Abstract
Background: Currently, a new rapid and fully automated electrochemiluminescence immunoassay for the determination of TSH receptor (TSHR) autoantibodies (TRAb) based on the inhibition of binding of a human thyroid-stimulating monoclonal antibody (M22) has been developed.
Aims: The aim of this study was to evaluate this assay system in clinical routine based on an international multicenter trial.
Methods: 508 Graves’ disease (GD) patients, 142 autoimmune thyroiditis patients, 107 subacute thyroiditis patients and 109 patients with non-autoimmune nodular goiter were retrospectively evaluated. Based on these results an receiver operating characteristics analysis (ROC plot) was performed to calculate the threshold for positivity. Moreover, results were compared with other established assay systems.

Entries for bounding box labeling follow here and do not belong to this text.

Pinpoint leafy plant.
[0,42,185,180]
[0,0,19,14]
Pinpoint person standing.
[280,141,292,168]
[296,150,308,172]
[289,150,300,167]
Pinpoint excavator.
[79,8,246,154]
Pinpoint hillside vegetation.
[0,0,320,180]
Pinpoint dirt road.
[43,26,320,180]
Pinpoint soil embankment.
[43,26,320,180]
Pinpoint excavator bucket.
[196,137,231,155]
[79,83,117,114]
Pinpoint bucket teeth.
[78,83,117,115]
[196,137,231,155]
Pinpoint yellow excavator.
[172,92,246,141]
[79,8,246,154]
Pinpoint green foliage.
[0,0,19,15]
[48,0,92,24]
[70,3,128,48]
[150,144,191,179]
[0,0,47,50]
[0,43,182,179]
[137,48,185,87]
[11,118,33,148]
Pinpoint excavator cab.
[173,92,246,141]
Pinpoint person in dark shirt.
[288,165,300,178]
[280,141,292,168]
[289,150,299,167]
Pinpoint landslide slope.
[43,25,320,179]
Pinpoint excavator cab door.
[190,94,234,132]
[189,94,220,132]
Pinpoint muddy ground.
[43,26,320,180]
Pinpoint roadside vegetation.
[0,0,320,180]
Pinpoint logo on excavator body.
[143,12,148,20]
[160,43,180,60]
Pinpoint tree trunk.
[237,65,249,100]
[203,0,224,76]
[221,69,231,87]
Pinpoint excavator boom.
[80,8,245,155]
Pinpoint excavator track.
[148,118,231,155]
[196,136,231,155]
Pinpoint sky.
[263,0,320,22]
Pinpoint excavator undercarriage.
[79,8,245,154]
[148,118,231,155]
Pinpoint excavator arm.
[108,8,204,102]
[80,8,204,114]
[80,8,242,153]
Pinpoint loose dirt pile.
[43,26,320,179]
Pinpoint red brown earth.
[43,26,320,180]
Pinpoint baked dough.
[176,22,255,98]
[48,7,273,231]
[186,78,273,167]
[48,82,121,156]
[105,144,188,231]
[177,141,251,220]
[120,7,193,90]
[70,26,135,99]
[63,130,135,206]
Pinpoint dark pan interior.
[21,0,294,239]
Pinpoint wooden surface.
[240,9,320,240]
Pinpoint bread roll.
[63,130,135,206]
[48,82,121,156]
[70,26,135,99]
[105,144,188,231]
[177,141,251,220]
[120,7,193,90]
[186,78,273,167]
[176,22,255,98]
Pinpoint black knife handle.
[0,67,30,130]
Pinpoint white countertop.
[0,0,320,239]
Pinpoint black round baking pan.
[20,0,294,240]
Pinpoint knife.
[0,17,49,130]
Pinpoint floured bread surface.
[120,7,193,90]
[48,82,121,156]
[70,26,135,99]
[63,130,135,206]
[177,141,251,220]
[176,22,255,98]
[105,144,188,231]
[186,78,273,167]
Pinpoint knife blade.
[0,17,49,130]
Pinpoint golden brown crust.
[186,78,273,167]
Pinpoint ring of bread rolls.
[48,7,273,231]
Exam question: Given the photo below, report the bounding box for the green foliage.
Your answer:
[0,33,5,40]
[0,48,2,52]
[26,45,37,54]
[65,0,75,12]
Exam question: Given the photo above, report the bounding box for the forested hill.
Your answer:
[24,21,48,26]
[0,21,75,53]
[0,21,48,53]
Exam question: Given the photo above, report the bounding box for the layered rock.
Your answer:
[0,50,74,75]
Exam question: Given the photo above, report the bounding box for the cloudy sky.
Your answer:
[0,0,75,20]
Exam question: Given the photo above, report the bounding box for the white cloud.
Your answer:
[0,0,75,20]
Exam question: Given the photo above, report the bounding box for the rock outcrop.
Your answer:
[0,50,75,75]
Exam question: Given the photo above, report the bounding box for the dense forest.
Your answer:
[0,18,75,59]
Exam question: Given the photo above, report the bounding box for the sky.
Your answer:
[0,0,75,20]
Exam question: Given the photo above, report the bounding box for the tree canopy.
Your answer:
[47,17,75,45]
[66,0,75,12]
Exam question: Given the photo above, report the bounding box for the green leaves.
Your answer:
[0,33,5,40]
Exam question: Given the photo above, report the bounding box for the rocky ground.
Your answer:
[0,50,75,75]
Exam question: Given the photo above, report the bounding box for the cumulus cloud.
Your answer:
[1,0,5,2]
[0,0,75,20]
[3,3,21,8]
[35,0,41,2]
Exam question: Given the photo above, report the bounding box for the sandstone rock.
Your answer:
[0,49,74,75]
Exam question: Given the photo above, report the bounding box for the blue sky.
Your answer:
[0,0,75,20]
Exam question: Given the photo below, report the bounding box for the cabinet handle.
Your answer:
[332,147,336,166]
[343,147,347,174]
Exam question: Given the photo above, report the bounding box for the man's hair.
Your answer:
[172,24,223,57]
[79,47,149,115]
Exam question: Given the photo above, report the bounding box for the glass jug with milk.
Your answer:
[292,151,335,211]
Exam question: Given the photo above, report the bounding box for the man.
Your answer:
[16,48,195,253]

Results: ROC plot analysis revealed an area under curve (AUC) of 0.99 (0.95% CI: 0.99 – 1.0) indicating a high sensitivity and specificity of the assay. The highest sensitivity (99%) and specificity (99%) was seen at a cut-off level 1.75 IU/L. The calculated positive predictive value (PPV) at this cut-off level was 95%, whereas the negative predicitive value (NPV) was estimated as 100%. Applying the ROC plot-derived cut-off of 1.75 IU/L we found a sensitivity for TRAb positivity within the GD group of 88% which is in accordance to the sum of different routine assays with a sensitivity of 87%. Importantly, within the group of newly-diagnosed GD patients the sensitivity of the automated TRAb assay was 97% and of the sum of routine assays 94% indicating an excellent analytical performance of the new assay format. Detailled comparison of the automated and the sum of manual assay formats revealed a near identical specificity in all patient groups.
Conclusion: Our results demonstrate that this new assay system has a high senstivity for detecting GD and for discriminating other thyroid diseases and may, therefore, represent the future technology for a rapid and fully-automated TRAb detection.